Phase-field modeling of radiation-induced composition redistribution: An application to additively manufactured austenitic Fe–Cr–Ni

Multicomponent alloys undergoing irradiation damage develop radiation-induced composition redistribution at point defect sinks such as grain boundaries (GBs) and dislocations. Such redistribution results in undesired changes to their mechanical behavior and corrosion resistance. Additively manufactured alloys proposed for future nuclear applications are expected to demonstrate a distinct response to irradiation owing to their unique microstructure with as-solidified dislocation density and chemical microsegregation.
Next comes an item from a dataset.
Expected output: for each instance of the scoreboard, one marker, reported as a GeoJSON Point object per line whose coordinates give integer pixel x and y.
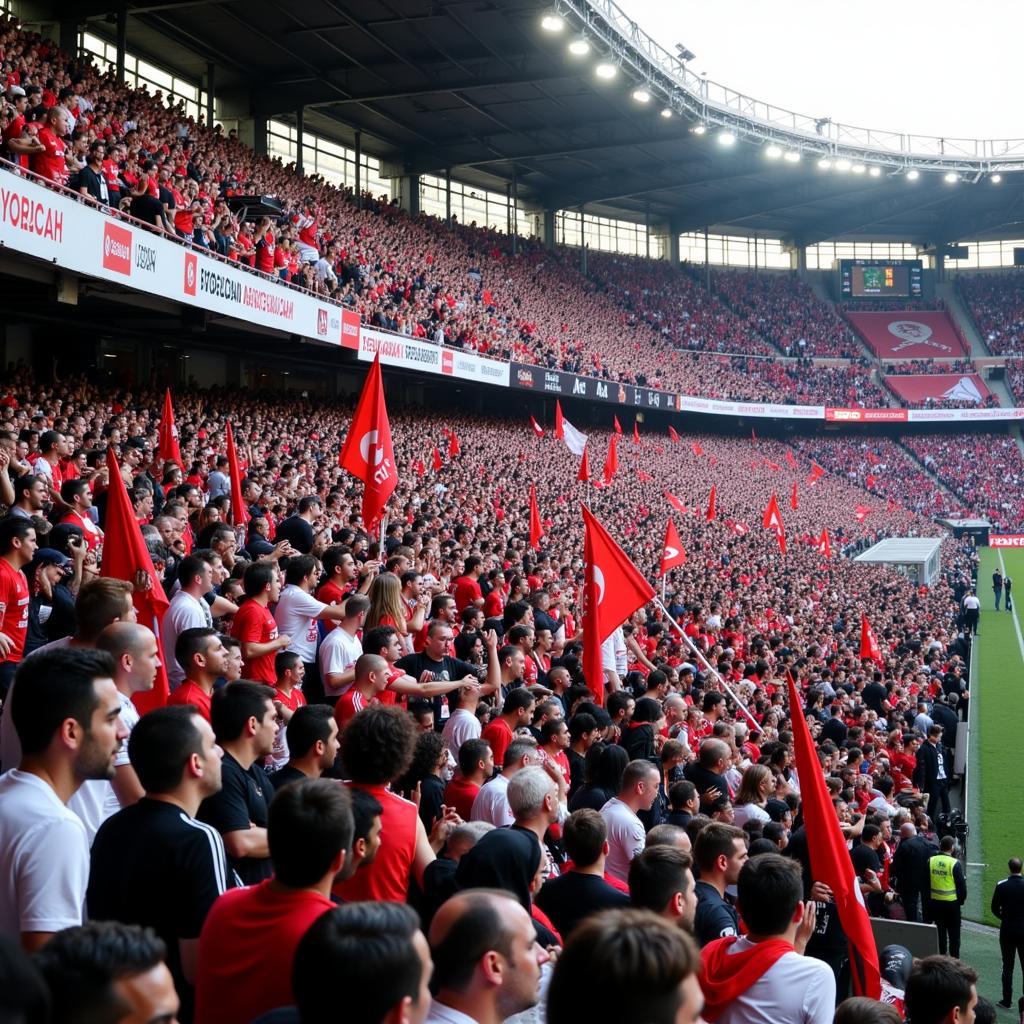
{"type": "Point", "coordinates": [880, 279]}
To capture the composition redistribution in such systems, we develop a mesoscale model with coupled evolution of atomic and point defect components in the presence of dislocation density, dislocation heterogeneity, and thermodynamic interactions at the GB. The model is parameterized for an FCC Fe–Cr–Ni alloy as a representative system for austenitic stainless steels, and simulations are performed in 1D and 2D as a function of irradiation temperature, dose, dislocation density, and grain size. Radiation-induced segregation (RIS) characterized by Cr depletion and Ni enrichment is predicted at both the GB and the dislocation cell wall, with RIS being lower in magnitude but wider at the cell wall. Strongly biased absorption of self-interstitials by dislocations is found to suppress Ni enrichment but slightly enhance Cr depletion under certain conditions. Thermodynamic segregation at the GB is predicted to be narrower and opposite in sign to RIS for both Cr and Ni. Importantly, non-monotonic segregation is found to occur when both thermodynamic and RIS mechanisms are considered, providing a novel physical interpretation of experimental observations. The model is expected to serve as a key tool in accelerated qualification of irradiated materials.